By the end of this week, I will have a 3rd grader and a (this part sends me into panic) a 6th grader.

Someone please tell me how in the world THAT happened.

Ben and I were talking about it the other night and at some point in the conversation I said, "I just can't believe how time flies."

So in his nightly 'I don't want to sleep so what deep thought can I conjure up to stay awake' routine, he sleepily swaggers into my room, rubbing his eyes and asks, "Mom...how DOES time fly and WHY does it go so fast?"

Don't we all wish we could answer that question?!

At his age, I was ready for it to hurry the heck up. Shelby is the exact same way. But Ben...he enjoys each day. He never wants to see it come to an end. And if he's said it once, he's said it about a million times, "THIS was the best day EVER!". It could've been we went and got ice cream at a new place, but Ben loves life.

I wish GNC would sell that in a bottle. I'd take it every day. Not that I don't appreciate every day, because I most certainly do. I just wish I had the enthusiasm for darn near everything, as he does.

I'm constantly amazed where me and my two kids are in life. It's not at all what I pictured or what I planned. My "Message from God" today on Facebook told me: "On this day, God wants you to know that all is well. All is going according to plan. Trust that there is a bigger picture. Trust that life is unfolding as it should."

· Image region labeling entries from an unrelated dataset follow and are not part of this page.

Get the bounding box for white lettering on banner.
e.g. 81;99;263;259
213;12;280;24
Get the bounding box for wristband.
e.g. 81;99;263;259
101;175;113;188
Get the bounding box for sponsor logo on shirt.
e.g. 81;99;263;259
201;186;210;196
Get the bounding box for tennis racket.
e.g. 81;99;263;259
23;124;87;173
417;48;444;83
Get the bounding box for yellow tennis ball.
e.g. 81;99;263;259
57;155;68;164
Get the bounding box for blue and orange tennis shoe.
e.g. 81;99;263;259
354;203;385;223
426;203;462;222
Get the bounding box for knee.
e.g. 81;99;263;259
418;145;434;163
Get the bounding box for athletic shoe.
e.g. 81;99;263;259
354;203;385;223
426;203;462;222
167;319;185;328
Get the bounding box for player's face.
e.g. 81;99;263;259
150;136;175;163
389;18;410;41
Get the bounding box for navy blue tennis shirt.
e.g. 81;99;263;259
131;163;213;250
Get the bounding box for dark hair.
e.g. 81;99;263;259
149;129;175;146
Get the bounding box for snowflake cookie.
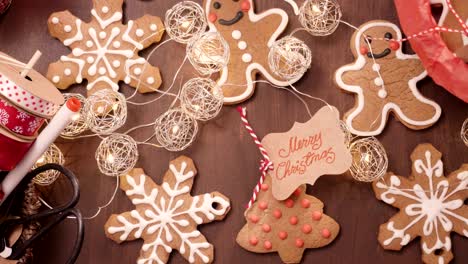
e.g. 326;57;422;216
373;144;468;264
105;156;230;264
47;0;164;95
237;176;340;263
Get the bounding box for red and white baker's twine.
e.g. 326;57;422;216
370;0;468;42
237;107;273;209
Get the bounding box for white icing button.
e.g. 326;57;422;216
379;89;387;99
232;30;242;39
374;77;384;86
136;28;145;38
372;63;380;72
242;53;252;63
63;25;72;32
99;67;107;75
237;41;247;50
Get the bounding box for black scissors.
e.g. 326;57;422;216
0;164;84;264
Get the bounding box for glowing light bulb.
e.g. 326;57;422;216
106;153;115;163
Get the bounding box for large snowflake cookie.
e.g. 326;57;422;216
373;144;468;264
105;156;230;264
204;0;297;104
237;176;340;263
47;0;164;95
335;20;441;136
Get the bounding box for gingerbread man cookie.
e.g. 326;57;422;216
373;144;468;264
335;20;441;136
47;0;164;95
105;156;230;264
237;175;340;263
204;0;297;104
431;0;468;62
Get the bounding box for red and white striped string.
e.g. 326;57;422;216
237;107;273;209
369;0;468;42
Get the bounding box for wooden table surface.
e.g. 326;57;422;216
0;0;468;264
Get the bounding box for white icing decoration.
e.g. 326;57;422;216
232;30;242;40
112;60;120;68
135;28;145;38
335;22;442;136
107;162;230;264
205;0;301;103
99;31;107;39
242;53;252;63
237;41;247;50
376;151;468;254
91;9;122;29
63;19;83;46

My response? If You say so....

However, despite the curveballs and chaos I have come to a conclusion...I am happy. Because I CHOOSE to be happy.

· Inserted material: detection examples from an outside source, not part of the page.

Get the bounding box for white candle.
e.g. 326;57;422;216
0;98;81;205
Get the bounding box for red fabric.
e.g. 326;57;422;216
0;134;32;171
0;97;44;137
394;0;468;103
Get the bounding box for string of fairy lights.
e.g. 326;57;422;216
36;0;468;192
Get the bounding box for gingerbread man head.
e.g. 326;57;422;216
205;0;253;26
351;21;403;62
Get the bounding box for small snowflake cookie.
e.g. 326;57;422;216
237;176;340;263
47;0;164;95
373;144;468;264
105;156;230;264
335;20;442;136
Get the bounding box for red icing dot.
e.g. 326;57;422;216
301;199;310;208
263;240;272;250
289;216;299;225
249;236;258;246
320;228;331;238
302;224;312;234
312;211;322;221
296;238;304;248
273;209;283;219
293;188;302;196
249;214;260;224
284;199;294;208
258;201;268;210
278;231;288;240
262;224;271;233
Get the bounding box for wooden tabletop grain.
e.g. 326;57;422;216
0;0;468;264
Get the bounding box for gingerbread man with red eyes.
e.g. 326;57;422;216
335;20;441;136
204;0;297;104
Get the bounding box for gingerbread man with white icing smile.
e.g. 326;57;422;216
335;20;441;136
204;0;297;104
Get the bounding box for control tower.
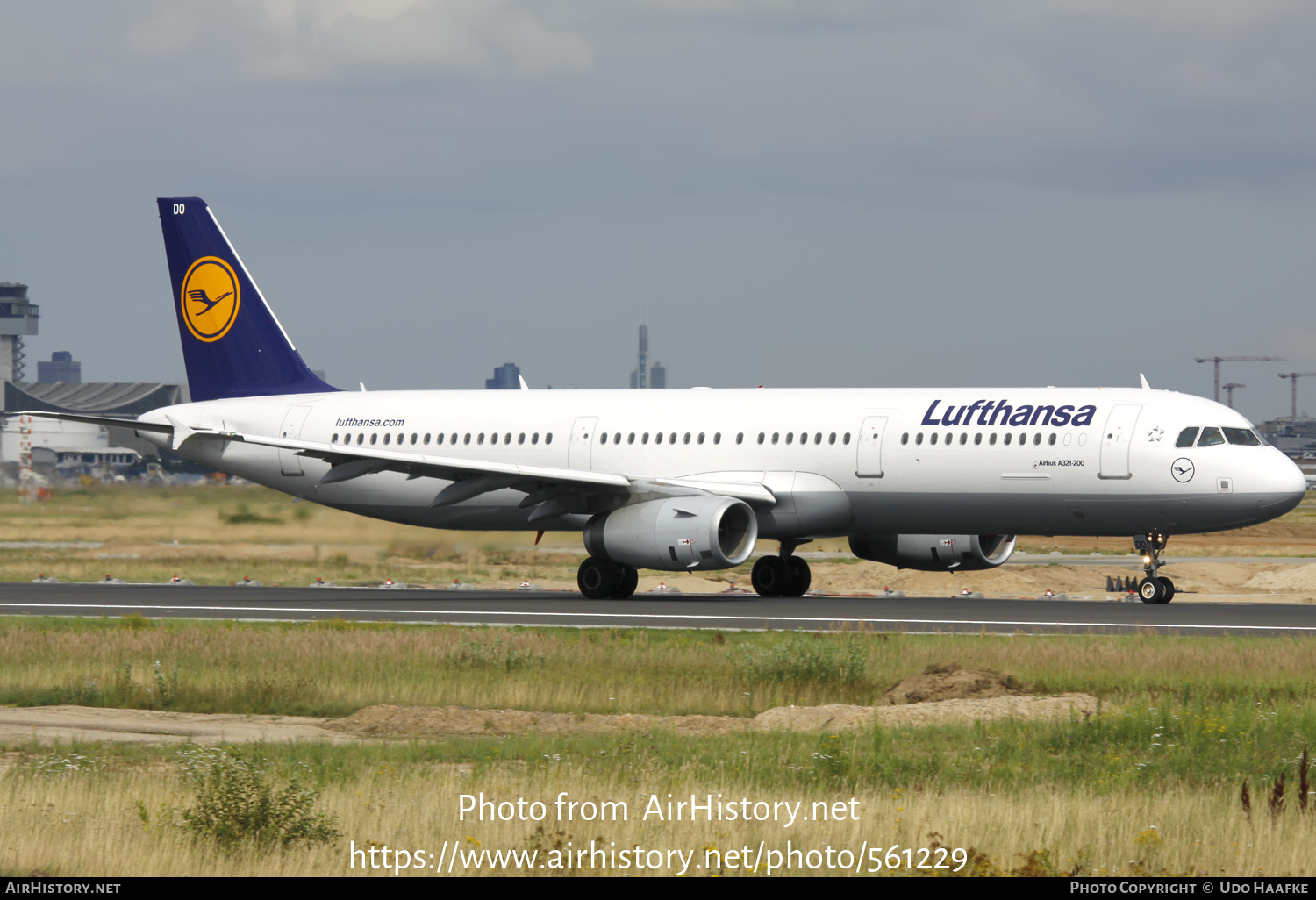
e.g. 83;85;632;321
0;282;41;382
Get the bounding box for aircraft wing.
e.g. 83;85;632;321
204;429;776;521
11;412;776;521
5;412;174;434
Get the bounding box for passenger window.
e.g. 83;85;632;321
1224;428;1261;447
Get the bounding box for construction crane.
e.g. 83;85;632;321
1192;357;1284;403
1279;373;1316;418
1220;382;1248;410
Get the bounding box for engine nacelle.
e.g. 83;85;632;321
850;534;1016;573
584;495;758;571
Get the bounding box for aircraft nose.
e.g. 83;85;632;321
1255;450;1307;516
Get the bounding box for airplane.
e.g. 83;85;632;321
18;197;1307;604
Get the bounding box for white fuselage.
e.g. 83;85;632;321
141;389;1305;539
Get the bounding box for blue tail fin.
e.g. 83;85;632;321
155;197;337;402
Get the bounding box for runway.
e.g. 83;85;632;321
0;583;1316;637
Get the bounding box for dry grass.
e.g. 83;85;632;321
0;618;1316;716
0;762;1316;878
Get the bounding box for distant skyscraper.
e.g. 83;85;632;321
484;362;521;391
37;350;82;384
631;325;668;389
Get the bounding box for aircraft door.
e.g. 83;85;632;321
279;407;311;475
568;416;599;471
1097;403;1142;479
855;416;887;478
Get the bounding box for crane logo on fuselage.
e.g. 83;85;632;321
179;257;242;344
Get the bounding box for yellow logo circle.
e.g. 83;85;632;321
179;257;242;342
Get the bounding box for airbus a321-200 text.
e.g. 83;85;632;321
20;197;1307;603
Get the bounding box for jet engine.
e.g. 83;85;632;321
850;534;1015;573
584;495;758;571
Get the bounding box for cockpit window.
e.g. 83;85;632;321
1224;428;1261;447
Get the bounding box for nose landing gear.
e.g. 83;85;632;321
1134;533;1174;604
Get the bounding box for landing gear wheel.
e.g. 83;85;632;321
608;566;640;600
1160;575;1174;603
749;557;790;597
782;557;813;597
1139;578;1166;603
576;557;624;600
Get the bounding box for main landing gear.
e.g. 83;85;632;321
576;557;640;600
1134;534;1174;603
750;541;813;597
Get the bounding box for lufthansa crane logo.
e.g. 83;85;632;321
179;257;242;344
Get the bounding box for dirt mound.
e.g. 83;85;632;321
881;662;1032;707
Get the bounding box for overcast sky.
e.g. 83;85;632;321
0;0;1316;421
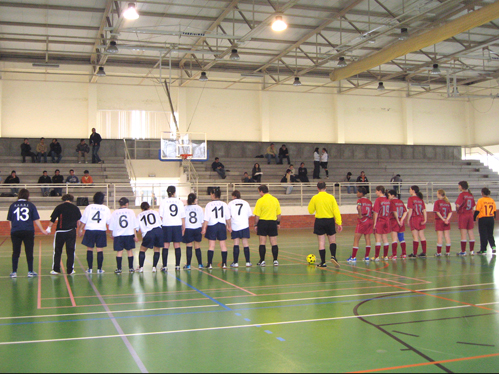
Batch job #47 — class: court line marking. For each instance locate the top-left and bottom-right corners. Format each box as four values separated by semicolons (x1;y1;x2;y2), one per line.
0;305;471;348
351;353;499;373
75;256;149;373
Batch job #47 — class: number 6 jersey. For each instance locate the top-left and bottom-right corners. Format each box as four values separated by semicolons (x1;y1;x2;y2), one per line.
80;204;111;231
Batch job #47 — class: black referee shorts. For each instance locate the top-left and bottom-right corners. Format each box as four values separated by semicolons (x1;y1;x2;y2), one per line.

It didn't happen overnight and it certainly wasn't obtained on my own. I've been blessed with friends and family who want me to be happy too. I've taken some shots at close range from people I would have never expected would want me and therefore my kids to be anything other than happy, but it just goes to show you...never assume.

People change all the time. Some because they have to. Some because they choose to. Others don't even recognize they are changing.

Like watching a ship sail off in the distance, I've watched some of my closest friends grow distant, as well. And I understand it's not even by choice. I know the demands of being a parent with kids our age...busy, busy, busy. Add into it work, keeping up the house, errands, etc... . Though I jokingly told one friend today, "I'm starting to think y'all think I have Divorce Cooties!" :-)

In reality, I know they don't. It's just so tough to make time to do everything we want to do because everything we have to do takes precedence.

And while I watch friends and their families get together on occassions my family used to be included in on, I know why it happens. People change. Dynamics change. I never feel uncomfortable being somewhere alone, but I now understand others may. They may feel like I need to be entertained or that I represent something they don't want to happen in their lives. And that's a very subconscious thought shared to me by a friend. Something I don't think I ever would have thought of, but nonetheless...it's there. But it's okay, as I've become capable of finding those who are in similar boats as myself and am having fun, taking life day-by-day. And every once in awhile, I garner the Ben-enthusiasm and have found myself saying, "That was the best day EVER!".

Friends...true friends...come so few-and-far-between. Grab onto the true ones with both hands and never let go.
Always remember and never forget: "God determines who walks into your life....it's up to you to decide who walks away, who you let stay and who you refuse to let go."